The Importance of Explainable AI (XAI) in Computer Vision
The 7 benefits of XAI for CV: uncovering systematic bias, explaining edge cases, improving fairness, safety and model efficiency, enhancing user interaction and building trust in machine learning

Like many millennials, I have satisfied my need to nurture with an unreasonably large pot plant collection. So much so that I have completely lost track of them. In an attempt to remember their names, yes they have names, I decided to build a machine-learning algorithm.

I started with the four plants you see below — Rudo, Baya, Greg and Yuki. During the process of building this pot plant detector, something went horribly wrong…

I dropped Rudo’s pot!

Thankfully, this was a blessing in disguise. After replacing the pot, I found the model’s accuracy dropped dramatically. Specifically, it went from 94% on validation data to 70% on test data. All of the mistakes were coming from Rudo being misclassified as Baya. Clearly, something had gone wrong during the model training process.

example instances from the Pot Plant dataset. Rudo is in a new pot for the test set after dropping its original pot.
Figure 1: example instances from the Pot Plant dataset. Rudo is in a new pot for the test set after dropping its original pot.

With the help of an XAI method called Grad-CAM [3], I discovered the problem. The model was using pixels from the pots to make classifications. Only Baya was in a blue pot in the training set. As Rudo was now in a blue pot, the model was misclassifying it. This is not what we want from a robust plant detector.

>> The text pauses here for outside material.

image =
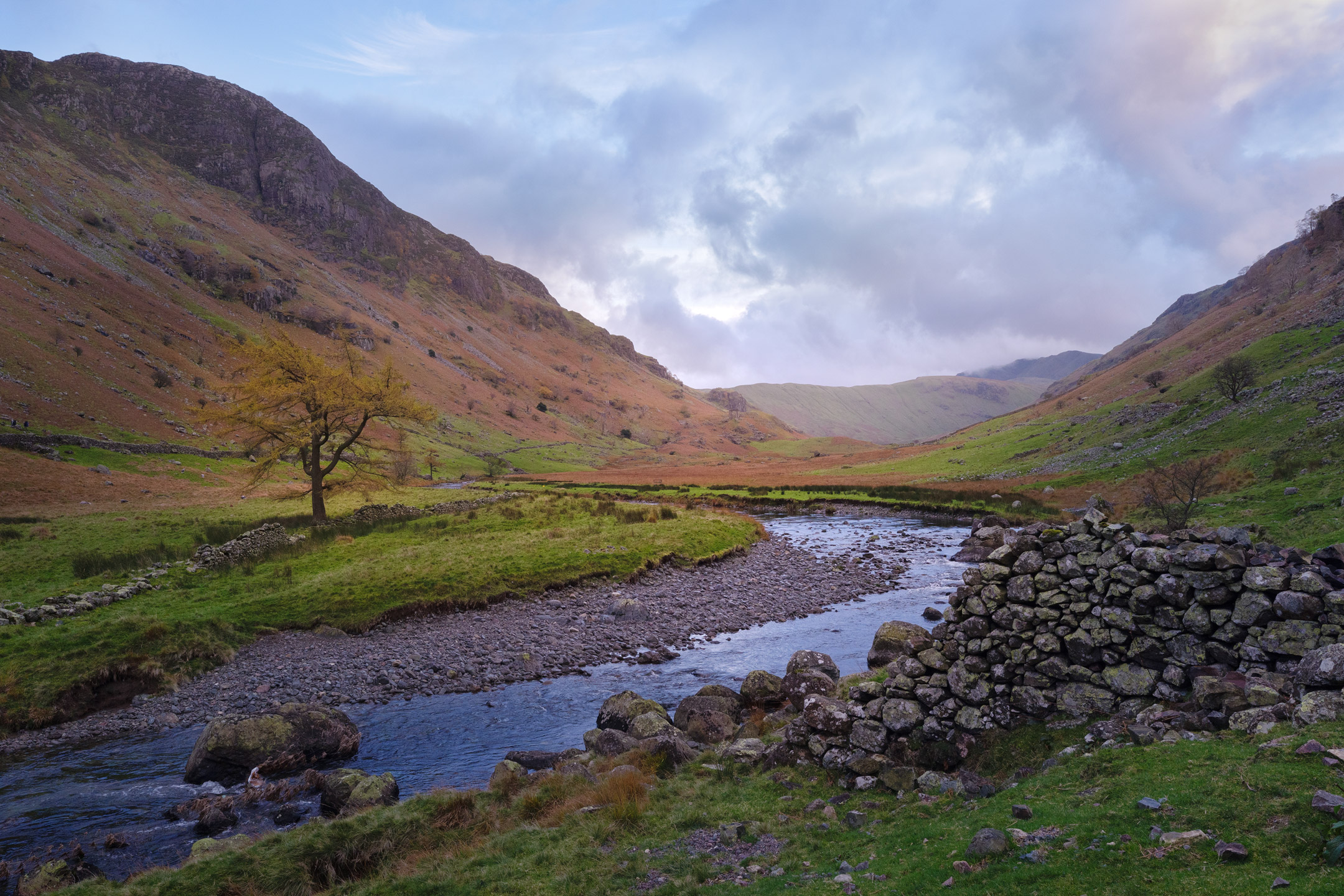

It should be able to classify the plant regardless of what pot it is.

GradCAM heatmap for an instance with an incorrect classification. It indicates that the most important pixels for the classification are from the pot.
Figure 2: GradCAM heatmap for an instance with an incorrect classification. It indicates that the most important pixels for the classification are from the pot.

This is an example of the most important benefit of XAI for computer vision. That is identifying unknown or hidden bias in machine learning models. We will discuss this along with the other benefits summarized below. Really, this section aims to convince that XAI goes beyond simply understanding a model.

A summary of the 7 benefits of XAI for computer vision models
Figure 3: the 7 benefits of XAI

The insights of XAI methods can reveal issues with model robustness and accuracy. They allow us to be more certain that the models we developed will not cause any undesired harm. They can even help reduce the complexity of our AI systems. These are all fatal problems. Identifying them before deployment can save you a lot of time and money.

If you are interested in XAI, then you will find these courses useful:


Identifying systematic bias (mistakes) in machine learning models with XAI

Bias in machine learning is a dynamic term. Here, we refer to bias as any systematic errors that result in the model

  • making incorrect predictions or
  • making correct predictions but with misleading or irrelevant features

XAI can help explain the first problem but it is with the latter where it becomes particularly important. We refer to this as hidden bias as it can go undetected by evaluation metrics.

Okay, so for our pot plant detector, we did know there was bias. But this was only after we replaced Rudo’s pot. If we hadn’t, then the evaluation metrics would have provided similar results for all datasets. This is because the same bias would be present in the training, validation and test set. That is regardless of whether the test images were taken independently of the other data.

To a seasoned data scientist, the bias of brightly coloured pots may have been obvious. But, bias is sneaky and can be introduced in many ways. Another example comes from the paper that introduced LIME [2]. The researchers found their model was misclassifying some huskies as wolves. Looking at Figure 4, we see it was making those predictions using background pixels. If the image had snow, the animal was always classified as a wolf.

Raw data and explanation of a bad model’s prediction in the “Husky vs Wolf” task.
Figure 4: Raw data and explanation of a bad model’s prediction in the “Husky vs Wolf” task. (source:[2])

The problem is that machine learning models only care about associations. The colour of the pots was associated with the plant. Snow is associated with wolves. Models can latch on to this information to make accurate predictions. This leads to incorrect predictions when that association is absent. The worst-case scenario is when the association only becomes absent with new data in production. This is what we aim to avoid with XAI.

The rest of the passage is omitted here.